While the attention system is convenient for ensuring that the network performs the task, IBM's neural plasticity work (how well “memories” are remembered) is used to provide long-term network memory. This is actually modeled on the basis of the same mechanisms of birth and death of neurons that are observed in the human hippocampus.
In this system, “you don't have to simulate millions of parameters,” explained Risch. "You can start with a much smaller model, and then, depending on the data you see, they will adapt."

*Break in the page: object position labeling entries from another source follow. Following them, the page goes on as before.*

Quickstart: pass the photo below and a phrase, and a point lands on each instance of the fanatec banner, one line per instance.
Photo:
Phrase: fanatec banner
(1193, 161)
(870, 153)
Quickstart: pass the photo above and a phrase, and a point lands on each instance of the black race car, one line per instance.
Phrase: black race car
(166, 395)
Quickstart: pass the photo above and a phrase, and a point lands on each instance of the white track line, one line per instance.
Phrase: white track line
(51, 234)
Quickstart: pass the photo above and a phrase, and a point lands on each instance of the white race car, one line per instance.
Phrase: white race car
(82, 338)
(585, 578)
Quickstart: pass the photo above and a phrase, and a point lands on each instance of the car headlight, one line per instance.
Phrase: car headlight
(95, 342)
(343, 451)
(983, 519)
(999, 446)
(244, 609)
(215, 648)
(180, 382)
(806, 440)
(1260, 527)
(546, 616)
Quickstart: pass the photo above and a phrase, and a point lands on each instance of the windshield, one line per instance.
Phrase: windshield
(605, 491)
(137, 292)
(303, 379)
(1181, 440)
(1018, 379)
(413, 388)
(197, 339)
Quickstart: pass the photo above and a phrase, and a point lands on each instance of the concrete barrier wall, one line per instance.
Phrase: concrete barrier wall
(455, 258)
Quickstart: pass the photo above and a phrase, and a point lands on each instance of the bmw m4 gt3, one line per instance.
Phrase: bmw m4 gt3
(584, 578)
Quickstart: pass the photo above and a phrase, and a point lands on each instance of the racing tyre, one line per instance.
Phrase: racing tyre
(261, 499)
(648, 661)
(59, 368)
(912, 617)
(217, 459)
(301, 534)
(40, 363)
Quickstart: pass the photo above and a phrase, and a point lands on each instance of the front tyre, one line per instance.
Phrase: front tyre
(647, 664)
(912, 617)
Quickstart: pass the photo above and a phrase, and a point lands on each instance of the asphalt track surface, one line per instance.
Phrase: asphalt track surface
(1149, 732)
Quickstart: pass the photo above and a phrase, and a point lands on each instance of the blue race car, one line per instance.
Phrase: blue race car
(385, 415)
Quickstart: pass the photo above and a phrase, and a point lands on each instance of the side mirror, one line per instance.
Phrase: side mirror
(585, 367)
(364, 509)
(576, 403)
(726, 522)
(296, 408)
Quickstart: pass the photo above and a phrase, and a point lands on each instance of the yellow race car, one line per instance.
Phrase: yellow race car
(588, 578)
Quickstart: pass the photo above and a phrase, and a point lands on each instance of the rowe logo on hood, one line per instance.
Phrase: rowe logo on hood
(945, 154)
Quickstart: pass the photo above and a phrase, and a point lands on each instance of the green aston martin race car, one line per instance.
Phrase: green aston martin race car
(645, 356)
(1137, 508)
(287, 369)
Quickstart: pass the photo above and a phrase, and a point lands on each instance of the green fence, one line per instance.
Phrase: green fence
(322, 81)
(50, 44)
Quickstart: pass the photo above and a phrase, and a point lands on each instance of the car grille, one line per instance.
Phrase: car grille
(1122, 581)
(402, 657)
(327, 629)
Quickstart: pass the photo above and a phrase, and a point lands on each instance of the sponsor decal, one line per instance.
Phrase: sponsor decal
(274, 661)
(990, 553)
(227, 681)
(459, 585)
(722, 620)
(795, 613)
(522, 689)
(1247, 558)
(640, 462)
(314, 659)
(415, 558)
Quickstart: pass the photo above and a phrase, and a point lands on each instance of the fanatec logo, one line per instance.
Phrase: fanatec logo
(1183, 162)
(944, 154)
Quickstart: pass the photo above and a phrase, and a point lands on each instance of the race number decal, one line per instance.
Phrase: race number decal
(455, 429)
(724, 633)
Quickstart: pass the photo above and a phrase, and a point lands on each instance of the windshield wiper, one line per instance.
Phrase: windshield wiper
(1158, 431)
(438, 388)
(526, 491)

When new data is presented to it, the neurogenetic system of IBM begins to form new improved connections (neurons), while some of the older, less useful ones will be cut off, as Rish said. This does not mean that the system literally deletes the old data, it just becomes less attached to it - just like your old memories tend to become fuzzy over the years, but those that carry a significant emotional load remain bright in for many years.
“Neurogenesis is a way of adapting deep networks,” said Risch. "The neural network is a model, and you can build this model from scratch, or you can change this model when needed, because you have several layers of hidden neurons, and you can decide how many (neurons) you want to have ... depending on the data. "
This is important because you do not want infinite expansion of the neural network. If this were to occur, the data set would become so large that it would not be possible even for the digital equivalent of hyperthymesia. “It also helps with normalization, so [AI] does not 'change the mind' data,” Rish said.
Taken together, these achievements could be very useful for the AI research community. Risha’s team wants to work on what they call “inner attention.” You will not only choose which data you want to see on the network, but which parts of the network you want to use in the calculations based on the data set and inputs. At the heart of the attention model will cover a short-term, active, thought process, while part of the memory will allow the network to optimize its function depending on the current situation.
But do not expect that in the near future the AI will be able to compete with human consciousness, Rish warns. “I would say at least several decades - but, again, this is only an assumption. What we are doing now, in terms of highly accurate pattern recognition, is still very, very far from the basic model of human emotions, ”she said. "We just started."